Monday, June 8, 2015

The Boys in the Boat

There are, in this world, two basic types of people.

Type A sings along when Goofy sings “The World Owes Me A Living.” Lind of like this guy who got two masters degrees from Columbia then defaulted on his student loans because, hey, the system’s corrupt, man. They can be hard-working, clever, industrious in their own right, but confuse themselves when they believe cheating on a cheating system puts them on higher ethical and moral ground.

(While I might sympathize with the plight of many students today who are paying a lot more for school than I did, I also need to point out that both my wife and I earned masters’ degrees from a state college in 2009 and 2012, respectively, without taking out a dime in student loans.) Also, we both worked our way through our undergraduate degrees, and I’m the only one who took out a student loan, for a whopping $1,500.)

Type B is Joe Rantz and many of the members of the University of Washington varsity rowing crew that won the gold medal at the 1936 Olympics. None of them were rich, and they all worked hard to put themselves through school during the Great Depression so they could stay in school. They went on to successful careers, with only one of them not earning a degree.

Yes, you might say. Different times, when there were wartime jobs available after they graduated. Well, if you want a war to boost employment, there are politicians who’ll help you do that. And if you want a Great Depression, there are politicians who’ll help you with that, too.

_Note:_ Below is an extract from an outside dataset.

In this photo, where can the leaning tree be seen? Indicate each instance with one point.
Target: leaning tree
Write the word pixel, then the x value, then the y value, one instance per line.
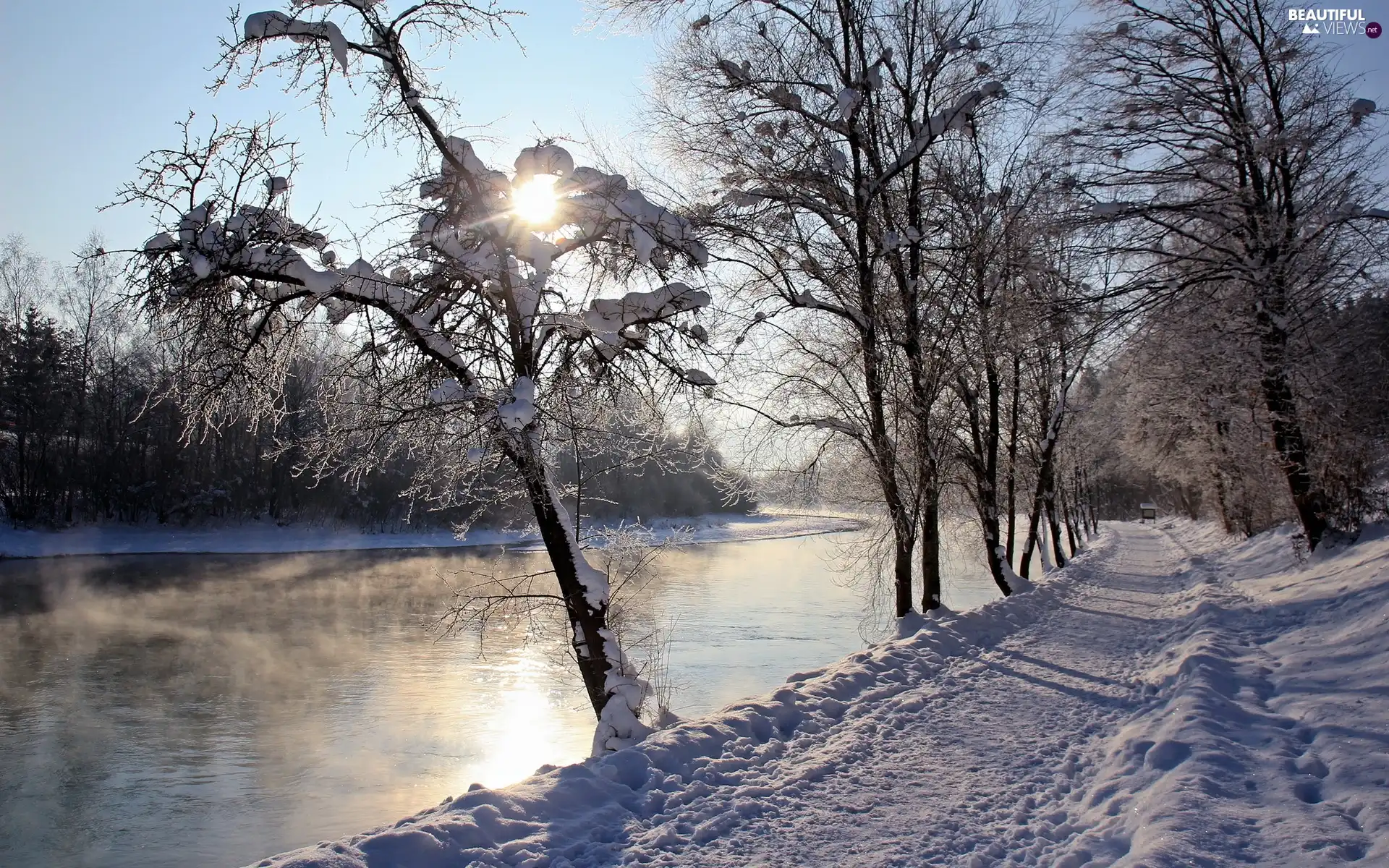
pixel 471 333
pixel 816 122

The Boys in the Boat, obviously, is about those Type B people: Hard workers who were willing to do any work (Rantz himself harvested cedar wood, helped to build the Grand Coulee Dam, and lived like a pauper in the basement of the Y in order to go to school). Mister Ivy League would be hard-pressed to compete with him in my book, and not just on physical prowess. Rantz knew how to work and how to work in an unfair system, and did all this while pursuing his dreams of working with a team that could win regattas and Olympic gold medals.

I nearly stopped reading the book after the first chapter, as author Daniel James Brown seemed to be grabbing at straws to emphasize the time period the book is set in. However, once I grew used to his “I gotta drop a reference to the Great Depression or the 1930s into the book” style, I kept on going.

Brown shines when he describes the crew’s gold medal run. I actually almost missed my bus this morning because it came as I was reading about the race and I did not want to stop even though I knew who won. Thankfully I got on the bus and was able to finish.